Your end-of-life experience may be very different depending on where you live, according to a Policygenius report that ranks the country’s best and worst places to die.
The report gave each state and the District of Columbia a numerical score based on seven factors, including funeral costs and services, green burials, palliative care, Medicare providers, at-home deaths and probate shortcuts.
“I think the big takeaway of this project is to get people thinking about the costs associated with the end of life,” said Logan Sachon, senior managing editor of research at Policygenius. “Because some of them can be mitigated through planning.”
“If you look at the top 10 and bottom 10, there aren’t any specific things they all have in common,” Sachon said. “They are each kind of unique in their own way.”
Indeed, Vermont, ranked as the No. 1 place to die, was among the most expensive for funeral costs but scored highest for palliative care, which focuses on pain relief, management and emotional support.

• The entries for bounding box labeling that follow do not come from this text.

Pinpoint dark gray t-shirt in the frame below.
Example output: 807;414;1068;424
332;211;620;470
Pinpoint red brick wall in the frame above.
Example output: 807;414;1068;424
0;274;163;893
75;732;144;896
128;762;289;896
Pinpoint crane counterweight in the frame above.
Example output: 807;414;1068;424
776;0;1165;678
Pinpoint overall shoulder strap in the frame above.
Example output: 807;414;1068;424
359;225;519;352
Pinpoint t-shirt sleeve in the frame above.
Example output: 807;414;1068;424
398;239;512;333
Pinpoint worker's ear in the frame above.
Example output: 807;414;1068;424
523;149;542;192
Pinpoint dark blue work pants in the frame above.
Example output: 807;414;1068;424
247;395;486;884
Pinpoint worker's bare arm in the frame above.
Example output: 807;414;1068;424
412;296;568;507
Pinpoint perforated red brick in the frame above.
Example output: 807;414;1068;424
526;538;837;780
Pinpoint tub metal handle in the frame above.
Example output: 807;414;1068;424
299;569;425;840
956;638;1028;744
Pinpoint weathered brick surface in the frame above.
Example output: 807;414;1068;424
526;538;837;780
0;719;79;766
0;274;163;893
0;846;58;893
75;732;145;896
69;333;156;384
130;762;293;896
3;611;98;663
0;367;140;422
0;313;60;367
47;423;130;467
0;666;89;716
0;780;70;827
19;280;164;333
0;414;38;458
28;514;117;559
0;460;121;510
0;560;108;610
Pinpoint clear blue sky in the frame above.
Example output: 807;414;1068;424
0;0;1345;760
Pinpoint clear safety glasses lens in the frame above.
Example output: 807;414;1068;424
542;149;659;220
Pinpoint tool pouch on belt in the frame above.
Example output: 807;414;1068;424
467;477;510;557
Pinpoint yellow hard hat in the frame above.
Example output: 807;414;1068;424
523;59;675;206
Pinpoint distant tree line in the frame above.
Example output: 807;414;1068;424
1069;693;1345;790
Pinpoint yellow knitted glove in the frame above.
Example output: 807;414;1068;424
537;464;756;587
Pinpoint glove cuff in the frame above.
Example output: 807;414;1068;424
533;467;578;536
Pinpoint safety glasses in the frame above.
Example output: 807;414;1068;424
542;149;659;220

Florida, known for its high population of retirees, came in last place, with the fewest Medicare providers per capita, and scored low for at-home deaths and palliative care.
The best places in the U.S. to die
- South Dakota
- Colorado (tie)
- Illinois (tie)
- New Hampshire
The worst places in the U.S. to die
- New York
- New Jersey
- North Carolina
- South Carolina
It’s never too early for older Americans to prepare for end of life, Sachon said.
Experts recommend an advanced directive, also known as a living will, covering your medical care preferences. You’ll also need a health-care proxy or power of attorney, naming someone to make medical decisions on your behalf if needed.
The report also focuses on each state’s probate process, which determines the cost and time it takes to settle your estate.
As of June 2021, only 17 states and the District of Columbia have an estate or inheritance tax, according to the Center on Budget and Policy Priorities.
With different laws in every state, a local estate planning attorney may share some options to protect your assets and carry out your wishes, depending on where you live.
There’s no federal estate tax on wealth below $12.06 million for individuals in 2022, and with proper planning, married couples can transfer their unused exemption to their surviving spouse, effectively doubling it to $24.12 million.
However, this reverts to an estimated $6 million exemption in 2026 when provisions from the Tax Cuts and Jobs Act sunset.